AIDS is a difficult subject to broach, as campaigner and HIV patient Robert Fieldhouse knows only too well. For many people it is a disease that still holds a certain stigma and is still seen as someone else's problem.
During the height of the AIDS epidemic in the 1980s, Robert watched a BBC documentary that convinced him that he had to help in any way he could.
He has been working since 1997 to raise awareness of AIDS, hosting community workshops and even publishing his own free magazine, BASELINE. It is distributed to 170 clinics, 80 HIV charities and 300 gay bars and saunas in the hope of giving direct, honest information relating to all things HIV and AIDS.
He educated himself about AIDS after leaving university and has been spreading his knowledge ever since, telling sufferers how to take their medication and give them personal advice.
As he told the Huffington Post UK "it's nice for people to hear things from a non-medical source. It gives them reassurance, if you de-jargonise what is happening to them".

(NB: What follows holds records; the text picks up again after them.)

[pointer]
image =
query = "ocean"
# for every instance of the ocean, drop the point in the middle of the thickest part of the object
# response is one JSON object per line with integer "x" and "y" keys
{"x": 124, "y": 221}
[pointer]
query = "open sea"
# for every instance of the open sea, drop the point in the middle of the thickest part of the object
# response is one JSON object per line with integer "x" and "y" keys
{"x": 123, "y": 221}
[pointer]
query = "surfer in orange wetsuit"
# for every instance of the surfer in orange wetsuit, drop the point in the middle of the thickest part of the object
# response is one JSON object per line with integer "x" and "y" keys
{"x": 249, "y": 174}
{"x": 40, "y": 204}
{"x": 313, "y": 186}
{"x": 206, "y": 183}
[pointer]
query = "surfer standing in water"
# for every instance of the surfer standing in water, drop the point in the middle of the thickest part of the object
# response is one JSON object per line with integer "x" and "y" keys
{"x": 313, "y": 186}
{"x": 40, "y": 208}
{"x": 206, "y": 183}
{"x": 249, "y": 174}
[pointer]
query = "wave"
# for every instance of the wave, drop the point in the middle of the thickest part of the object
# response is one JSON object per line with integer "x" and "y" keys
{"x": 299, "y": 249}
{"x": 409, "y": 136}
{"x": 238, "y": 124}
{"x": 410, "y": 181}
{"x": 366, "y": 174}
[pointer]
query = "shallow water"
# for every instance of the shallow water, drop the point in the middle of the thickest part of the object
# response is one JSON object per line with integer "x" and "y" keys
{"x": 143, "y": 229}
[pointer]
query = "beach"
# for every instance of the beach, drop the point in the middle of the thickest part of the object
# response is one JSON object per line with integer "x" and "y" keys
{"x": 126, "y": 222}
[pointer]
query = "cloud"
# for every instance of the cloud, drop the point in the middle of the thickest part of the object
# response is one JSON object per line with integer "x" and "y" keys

He takes a deliberately non-hysterical approach, talking to people living with HIV about how their lifestyles need to change. But even since he started in the nineties, there has been a radical improvement in the treatment. Now people with HIV can manage the virus with one pill once a day, something Robert never imagined when he started.
There is still a remarkable level of ignorance for school leavers, Robert laments. Despite sex education lessons, AIDS is only briefly tackled and he find it 'criminal' that "people still aren't aware of the myriad of sexual diseases and risks".
So what is the most pressing issue facing HIV/AIDS campaigners today? Alarmingly it is the large number of undiagnosed cases, as Robert has blogged about for the Huffington Post UK. 24% of people with HIV do not even know they have it. When people start being treated, they are unlikely to pass the virus on, so the longer these people are not being treated, the higher the risk of them passing it on. For Robert, this is next big challenge.
His personal hero in the fight against AIDS is Stephen Lewis, who runs Aids Free World and is a former UN envoy on AIDS. To Robert he epitomises everything a campaigner should be:
"He's charming, charismatic and angry. He's my hero. He's willing to put his head above the parapet".